Image d'illustration. Assemblage d un airbus en hangar moderneADN
Le constructeur aéronautique européen Airbus vient de conclure deux accords majeurs d’une valeur totale de 15 milliards d’euros avec l’Arabie Saoudite, renforçant ainsi sa présence au Moyen-Orient et consolidant ses liens commerciaux avec ce pays clé.
Tl;dr
- Airbus décroche deux commandes majeures au Bourget.
- AviLease commande 40 avions, dont 10 cargos A350.
- Riyadh Air achète 25 gros-porteurs A350-1000.
Des contrats d’envergure pour Airbus dès l’ouverture du Bourget
Le rideau s’est à peine levé sur le Salon du Bourget, que déjà, l’ambiance s’annonce triomphale chez Airbus. À la faveur de cette première journée, le constructeur aéronautique européen a enchaîné les annonces de commandes spectaculaires. La société de location saoudienne AviLease a tout d’abord signé pour une flotte conséquente : trente A320neo et dix appareils-cargos A350F. Montant affiché : environ sept milliards d’euros.
AviLease renforce sa flotte moderne
Avec cette acquisition, la jeune société basée en Arabie saoudite, qui revendique déjà une flotte de 200 appareils, ne cache pas ses ambitions internationales. Pour son PDG, Edward O’Byrne, il s’agit clairement d’une avancée : « L’ajout de ces avions de dernière génération améliore notre capacité à offrir des solutions de flotte modernes et économes en carburant à nos partenaires aériens en Arabie saoudite et dans le monde entier », a-t-il fait valoir à la presse. L’accord prévoit par ailleurs une option pour étoffer encore le contrat jusqu’à vingt-deux cargos A350F et cinquante-cinq monocouloirs A320neo supplémentaires.
Du côté d’Airbus, Benoît de Saint-Exupéry, chargé des ventes commerciales, souligne quant à lui le double impact de cette décision : « Cette double commande renforce les compétences d’AviLease et démontre l’attrait majeur de nos produits auprès des bailleurs et de leurs compagnies aériennes clientes ».

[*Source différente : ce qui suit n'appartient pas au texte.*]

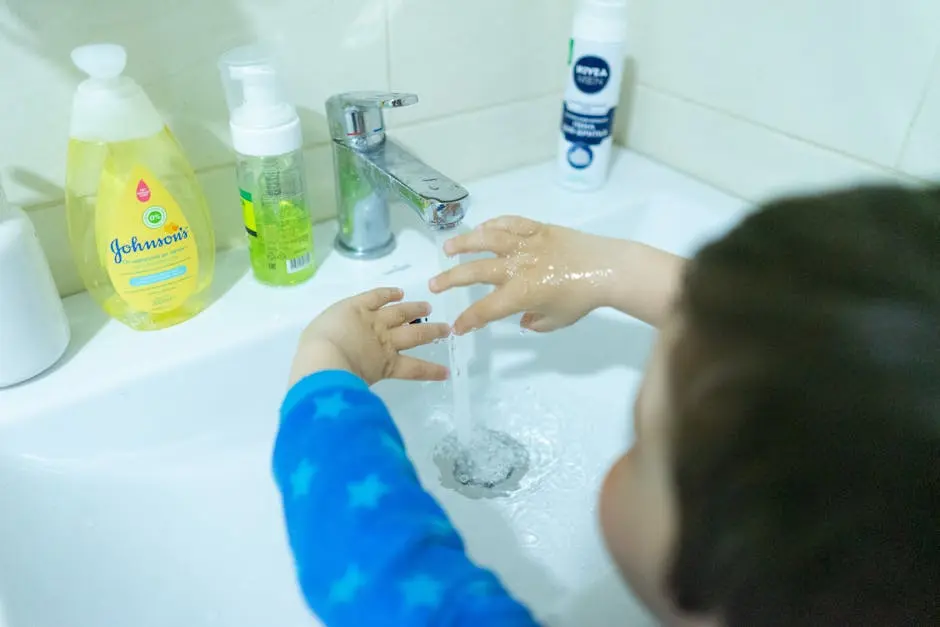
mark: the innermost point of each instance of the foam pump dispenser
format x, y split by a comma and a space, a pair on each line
268, 141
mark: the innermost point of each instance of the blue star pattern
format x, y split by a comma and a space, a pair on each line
370, 545
483, 588
441, 528
345, 589
367, 493
393, 447
330, 406
301, 479
422, 591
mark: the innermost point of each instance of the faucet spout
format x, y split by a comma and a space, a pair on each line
373, 172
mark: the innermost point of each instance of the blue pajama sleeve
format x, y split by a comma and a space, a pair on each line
371, 547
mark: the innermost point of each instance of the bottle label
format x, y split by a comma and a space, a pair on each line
584, 129
591, 98
151, 253
248, 213
591, 74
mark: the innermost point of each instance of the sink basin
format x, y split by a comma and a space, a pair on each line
134, 479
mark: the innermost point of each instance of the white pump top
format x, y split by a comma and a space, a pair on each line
109, 107
263, 123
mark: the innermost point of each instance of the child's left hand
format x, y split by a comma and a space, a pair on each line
364, 335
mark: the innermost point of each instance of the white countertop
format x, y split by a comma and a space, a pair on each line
104, 353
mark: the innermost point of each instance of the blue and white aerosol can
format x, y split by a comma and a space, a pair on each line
596, 59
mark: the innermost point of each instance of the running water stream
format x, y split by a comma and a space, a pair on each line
455, 302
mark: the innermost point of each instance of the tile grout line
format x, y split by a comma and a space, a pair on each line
934, 71
782, 133
388, 43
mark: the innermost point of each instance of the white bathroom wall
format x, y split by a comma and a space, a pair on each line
489, 74
762, 97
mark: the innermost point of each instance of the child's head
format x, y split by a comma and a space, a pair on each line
786, 469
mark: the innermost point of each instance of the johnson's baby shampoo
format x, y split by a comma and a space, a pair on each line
140, 229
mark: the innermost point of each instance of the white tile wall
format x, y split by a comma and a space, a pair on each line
762, 97
489, 74
461, 56
921, 156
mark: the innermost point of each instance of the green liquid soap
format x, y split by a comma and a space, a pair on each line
277, 220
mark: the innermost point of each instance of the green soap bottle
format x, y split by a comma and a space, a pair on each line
267, 138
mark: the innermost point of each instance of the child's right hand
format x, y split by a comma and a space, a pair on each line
554, 274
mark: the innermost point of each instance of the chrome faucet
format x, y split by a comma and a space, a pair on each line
373, 171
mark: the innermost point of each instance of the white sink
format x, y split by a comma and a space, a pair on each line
135, 487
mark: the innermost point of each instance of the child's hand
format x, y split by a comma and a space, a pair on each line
364, 336
554, 274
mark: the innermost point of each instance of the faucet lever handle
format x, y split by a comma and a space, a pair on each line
357, 116
379, 100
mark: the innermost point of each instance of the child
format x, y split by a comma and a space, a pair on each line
787, 463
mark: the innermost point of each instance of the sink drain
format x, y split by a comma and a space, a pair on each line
492, 465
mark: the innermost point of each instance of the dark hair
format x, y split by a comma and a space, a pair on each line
806, 448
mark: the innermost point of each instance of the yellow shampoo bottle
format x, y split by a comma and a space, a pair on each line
138, 223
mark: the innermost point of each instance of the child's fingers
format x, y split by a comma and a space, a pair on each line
496, 306
516, 225
489, 271
378, 298
414, 335
397, 315
418, 370
483, 239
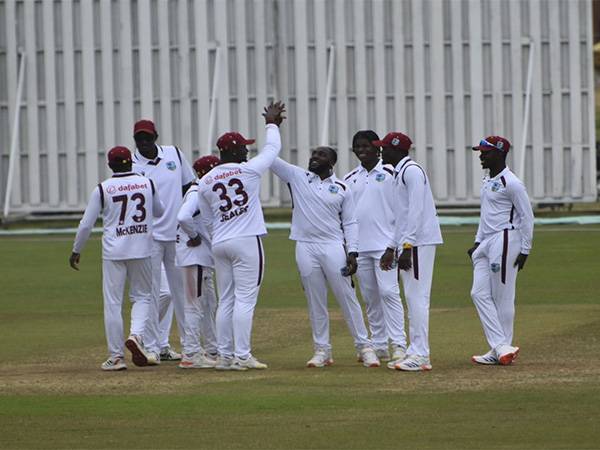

Une nouvelle compagnie saoudienne mise sur les gros-porteurs européens
Mais la journée n’était pas terminée. Un peu plus tard, c’est au tour de la compagnie nationale émergente Riyadh Air, soutenue par l’État saoudien, de s’engager fermement auprès du géant toulousain. Cette fois-ci, l’accord porte sur vingt-cinq exemplaires du long-courrier A350-1000, un contrat théorique estimé à près de 7,7 milliards d’euros (9 milliards de dollars). Selon le constructeur européen, ce partenariat pourrait même s’étendre jusqu’à cinquante appareils si les options sont levées.
Il convient toutefois de rappeler que le montant annoncé correspond aux anciens prix catalogue – ceux de 2018 –, qu’Airbus n’utilise plus officiellement aujourd’hui : la réalité commerciale dépend désormais des spécificités techniques et des négociations confidentielles propres à chaque client.
Les enjeux stratégiques derrière ces méga-commandes
Pour mieux saisir la portée stratégique de ces accords majeurs pour Airbus, voici ce qu’ils impliquent :
- Dynamiser la présence européenne sur le marché moyen-oriental.
- Soutenir la transition vers des avions moins énergivores.
- Souligner l’attractivité croissante des monocouloirs et gros-porteurs du groupe toulousain.
Ces signatures spectaculaires donnent ainsi le ton d’un salon où les enjeux industriels et commerciaux prennent toute leur dimension internationale.